The Power of R


R is an open source statistical programming package that incorporates graphical tools to present your data.  It has become one the most used business tools for computing statistical information over the past decade.  With R you can infiltrate any data format, from .CSV to .SAV.  This is why it has become the tool used by most data scientists and it’s free.  Another important thing of R is you don’t have to be a programming wizard to work with it.

Here is an excellent article on R from January 2009, New York Times by Ashlee Vance.

Jumping in

The best way to learn to swim is to jump in and that is what I did with R.  Using the tutorial site Try R it was a gradual introduction to the useful functions of the programming language, as well as being a bit of fun.  There are 7 levels in the tutorial with each level introducing a function with easy to follow examples.  After learning the basic skills to use R without getting wet, let’s see if it can answer one of the most asked questions, Who is better Messi or Ronaldo?



  Lionel Andres Messi Cristiano Ronaldo
Born 24th June 1987 (28) 5th February 1984 (31)
Height 1.70m 1.85m
Team Barcelona Real Madrid
Total Goals 2009 – 2015 232 225

Nobody can dispute the quality of these fantastic players.  So to break it down we are doing to look at their goal scoring ability, how they assist their team and how long it takes them score one goal.  So lets have a look at each player.  For this study we will be only looking at data from the 2009/10 season onwards.  That is the year Cristiano Ronaldo joined Real Madrid.

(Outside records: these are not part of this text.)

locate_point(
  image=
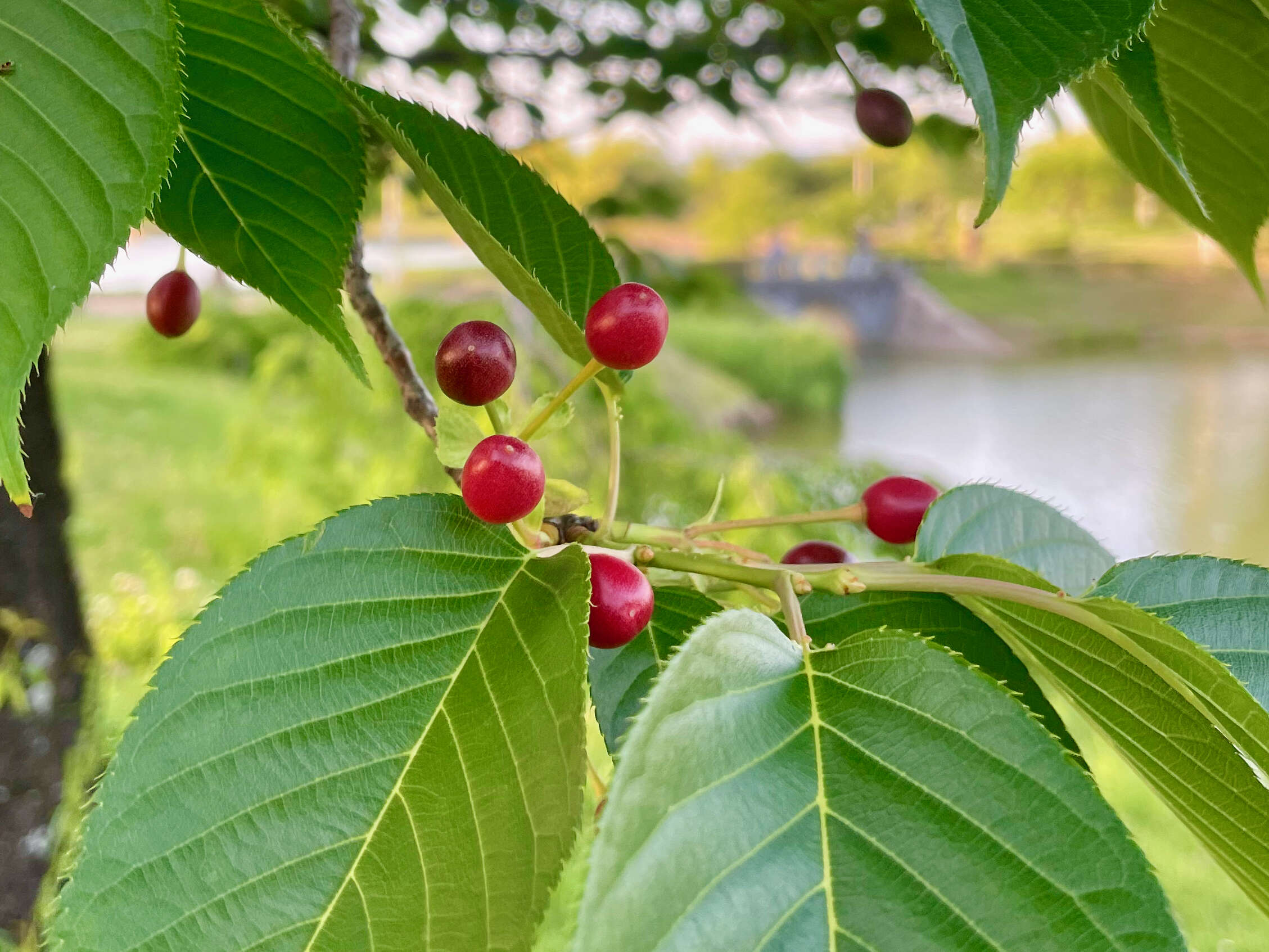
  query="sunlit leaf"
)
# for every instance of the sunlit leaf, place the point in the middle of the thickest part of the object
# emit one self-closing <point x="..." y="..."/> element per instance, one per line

It truly is amazing looking at the fire power of each of these players.  The number of goals that each of them score in one season most centre forwards wouldn’t score over two.  You also have to take into account that the graph below only shows the goals that were scored in La Liga for each season from 2009 to 2015.  For the time period covered Messi has scored 232 goals and Ronaldo has 225.  So it’s 1 nil to Messi
Total Goals Scored



Here we look the likelihood of each of them scoring over a 90 minute period and again they break the norm.  On average most world class strikers have a goal rate of over 90 minutes.  Sergio Aguero, who finished top goal scorer in the Premier League for 2015 with 26 goals averages a goal every 98 minutes.  But the machines of Messi and Ronaldo each average a goal every 78 minutes.  It seems the only way to stop them from scoring is not let them play!!!!!  Its draw on this one.  Messi still 1 nil up.

Average MinGoal


We come down to the final comparison between the two greats and very little separates them. It’s not all about scoring goals especially if your having an off day.  So lets have a look at how they help their team mates outs.  The graph below shows how many assists each player has had in each of the seasons covered and it shows the their really is an I in team and that being Mess(I).  He is a clear winner by contributing an average of 17 assists per season to Ronadlo’s 13.  So based on our analysis Messi is the better player.  You don’t have to agree!!!

Number of Assists

Below is a heat map showing the full dataset for each player.




Data Quality

So how good is your data and how are you using it?  Like any machine it is only as good as the fuel (data) you put into it.  You won’t get very far putting diesel into a petrol engine.  The same can be said of your database(s).  Your data return will only be useful if you have good input.

Quality information is defined as “information that is suitable for all of an organisation’s purposes, not just my purposes.”

What are the steps to securing good data?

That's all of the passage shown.